Dedupe and sort a list in Python 2.2
-
09-02-2021 - |
Question
In Python 2.2 (don't ask), what's the neatest way to sort a list and remove duplicates?
I can obviously write a function that would sort()
then iterate, but am wondering if there's an idiomatic one-liner.

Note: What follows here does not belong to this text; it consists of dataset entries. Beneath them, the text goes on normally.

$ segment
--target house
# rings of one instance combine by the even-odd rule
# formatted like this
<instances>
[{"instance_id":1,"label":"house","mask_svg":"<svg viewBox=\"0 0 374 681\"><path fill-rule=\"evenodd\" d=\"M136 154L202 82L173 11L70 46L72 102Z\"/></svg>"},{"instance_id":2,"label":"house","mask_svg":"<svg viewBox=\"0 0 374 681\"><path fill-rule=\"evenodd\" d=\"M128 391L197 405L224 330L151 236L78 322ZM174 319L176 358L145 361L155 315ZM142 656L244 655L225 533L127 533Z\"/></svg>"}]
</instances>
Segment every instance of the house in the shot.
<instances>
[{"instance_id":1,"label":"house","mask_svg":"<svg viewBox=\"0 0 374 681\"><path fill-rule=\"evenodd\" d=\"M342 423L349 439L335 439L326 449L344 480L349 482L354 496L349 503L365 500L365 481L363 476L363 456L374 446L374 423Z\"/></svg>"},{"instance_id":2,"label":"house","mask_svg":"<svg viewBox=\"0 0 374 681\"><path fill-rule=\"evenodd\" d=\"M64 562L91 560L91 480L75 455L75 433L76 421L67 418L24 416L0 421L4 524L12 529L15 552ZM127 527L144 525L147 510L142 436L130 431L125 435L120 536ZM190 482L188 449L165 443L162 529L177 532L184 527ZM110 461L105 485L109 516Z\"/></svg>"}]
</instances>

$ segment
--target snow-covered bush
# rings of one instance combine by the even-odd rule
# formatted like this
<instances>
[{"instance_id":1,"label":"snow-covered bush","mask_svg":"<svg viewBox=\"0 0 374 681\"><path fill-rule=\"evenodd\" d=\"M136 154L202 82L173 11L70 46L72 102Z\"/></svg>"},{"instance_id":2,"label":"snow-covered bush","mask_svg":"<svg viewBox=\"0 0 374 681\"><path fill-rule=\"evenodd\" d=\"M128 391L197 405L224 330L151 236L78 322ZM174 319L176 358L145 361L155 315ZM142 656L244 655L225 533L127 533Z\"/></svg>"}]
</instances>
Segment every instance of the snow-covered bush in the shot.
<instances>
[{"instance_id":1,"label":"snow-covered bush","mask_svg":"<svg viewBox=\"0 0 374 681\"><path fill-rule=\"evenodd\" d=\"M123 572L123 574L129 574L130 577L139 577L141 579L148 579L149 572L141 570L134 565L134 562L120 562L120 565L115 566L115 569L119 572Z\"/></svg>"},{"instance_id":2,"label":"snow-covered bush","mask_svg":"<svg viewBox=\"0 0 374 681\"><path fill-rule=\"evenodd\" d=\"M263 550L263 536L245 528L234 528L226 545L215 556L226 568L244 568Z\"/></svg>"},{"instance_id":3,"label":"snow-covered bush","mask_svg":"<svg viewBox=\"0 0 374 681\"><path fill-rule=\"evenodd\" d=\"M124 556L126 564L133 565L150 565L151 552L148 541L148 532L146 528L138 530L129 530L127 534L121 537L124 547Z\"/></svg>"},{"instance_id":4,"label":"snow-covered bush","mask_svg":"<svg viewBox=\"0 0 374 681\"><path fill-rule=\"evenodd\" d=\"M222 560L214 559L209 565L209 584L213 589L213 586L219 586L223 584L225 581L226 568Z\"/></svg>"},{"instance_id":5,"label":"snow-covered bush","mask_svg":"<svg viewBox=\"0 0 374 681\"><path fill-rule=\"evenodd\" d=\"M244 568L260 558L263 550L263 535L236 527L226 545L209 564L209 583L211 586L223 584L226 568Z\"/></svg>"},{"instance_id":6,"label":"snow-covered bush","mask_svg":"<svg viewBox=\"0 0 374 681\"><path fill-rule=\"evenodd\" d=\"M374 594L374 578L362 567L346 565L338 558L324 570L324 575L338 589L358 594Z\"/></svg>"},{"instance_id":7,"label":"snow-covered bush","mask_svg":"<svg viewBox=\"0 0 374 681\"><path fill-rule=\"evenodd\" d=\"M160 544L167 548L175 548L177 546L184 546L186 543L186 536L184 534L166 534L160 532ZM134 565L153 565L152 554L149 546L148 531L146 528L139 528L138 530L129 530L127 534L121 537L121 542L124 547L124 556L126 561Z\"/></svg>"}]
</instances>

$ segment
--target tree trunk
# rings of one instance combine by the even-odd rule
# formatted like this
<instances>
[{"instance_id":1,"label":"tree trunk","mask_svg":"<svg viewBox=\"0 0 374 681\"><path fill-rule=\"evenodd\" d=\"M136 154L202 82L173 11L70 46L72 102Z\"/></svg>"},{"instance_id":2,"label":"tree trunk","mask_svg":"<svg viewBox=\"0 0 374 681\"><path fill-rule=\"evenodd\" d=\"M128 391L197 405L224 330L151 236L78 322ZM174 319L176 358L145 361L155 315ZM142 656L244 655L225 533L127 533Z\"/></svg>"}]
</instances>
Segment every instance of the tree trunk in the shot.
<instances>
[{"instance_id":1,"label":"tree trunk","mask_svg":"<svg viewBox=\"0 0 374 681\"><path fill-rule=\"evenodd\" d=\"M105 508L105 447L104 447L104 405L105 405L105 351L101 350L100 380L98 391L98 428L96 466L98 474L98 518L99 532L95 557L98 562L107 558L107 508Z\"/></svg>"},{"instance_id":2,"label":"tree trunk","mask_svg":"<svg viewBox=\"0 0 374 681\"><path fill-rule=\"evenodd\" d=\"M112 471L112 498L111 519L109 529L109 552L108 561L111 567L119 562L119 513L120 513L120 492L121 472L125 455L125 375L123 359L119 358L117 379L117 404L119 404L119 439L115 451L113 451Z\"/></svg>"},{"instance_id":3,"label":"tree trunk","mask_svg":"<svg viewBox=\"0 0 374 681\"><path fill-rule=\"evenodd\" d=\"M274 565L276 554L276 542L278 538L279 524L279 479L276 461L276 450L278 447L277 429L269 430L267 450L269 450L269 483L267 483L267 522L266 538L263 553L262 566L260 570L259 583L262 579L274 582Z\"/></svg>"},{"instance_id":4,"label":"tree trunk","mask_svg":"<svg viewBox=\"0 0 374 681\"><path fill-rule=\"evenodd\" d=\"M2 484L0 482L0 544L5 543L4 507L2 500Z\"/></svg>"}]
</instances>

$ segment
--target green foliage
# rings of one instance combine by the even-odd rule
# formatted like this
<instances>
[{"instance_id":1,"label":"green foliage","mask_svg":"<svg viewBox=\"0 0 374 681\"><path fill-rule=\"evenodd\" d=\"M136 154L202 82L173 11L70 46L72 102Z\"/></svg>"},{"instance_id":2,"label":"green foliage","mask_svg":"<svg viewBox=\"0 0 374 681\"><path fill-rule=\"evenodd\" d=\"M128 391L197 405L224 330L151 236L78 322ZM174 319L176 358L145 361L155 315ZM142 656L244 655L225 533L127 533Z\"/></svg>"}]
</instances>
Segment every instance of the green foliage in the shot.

edit: The list is short, so efficiency is not a concern. Also, the elements are immutable.
Solution
For old python versions, and since you're using strings, there's no one-liner I can think of, but a pattern would probably be this, using dictionaries:
def sorted_uniq(your_list):
table = {}
for s in your_list:
table[s] = None
k = table.keys()
k.sort()
return k
Adapted from an ancient ActiveState code snippet thread that Alex Martelli himself wrote several comments on: http://code.activestate.com/recipes/52560/
A shorter way with list comprehensions:
def sort_uniq(alist):
d = {}
mod_list = [d.setdefault(i,i) for i in alist if i not in d]
mod_list.sort()
return mod_list
Aside from Steven's neat (yet slightly unattractive) one liner, I think this heads toward the fewest lines and most idiomatic way of doing it with Python 2.2:
Thanks to Steven Rumbalski in the comments, the 2nd version can be condensed further with python's zip
function:
def sort_uniq(alist):
mod_list = dict(zip(alist,alist)).keys()
mod_list.sort()
return mod_list
If list.sort()
didn't operate by side effect, we'd have a one liner. ;)
OTHER TIPS
Idiomatic and a one-liner? No.
Here's a non-idiomatic butt-ugly one-liner.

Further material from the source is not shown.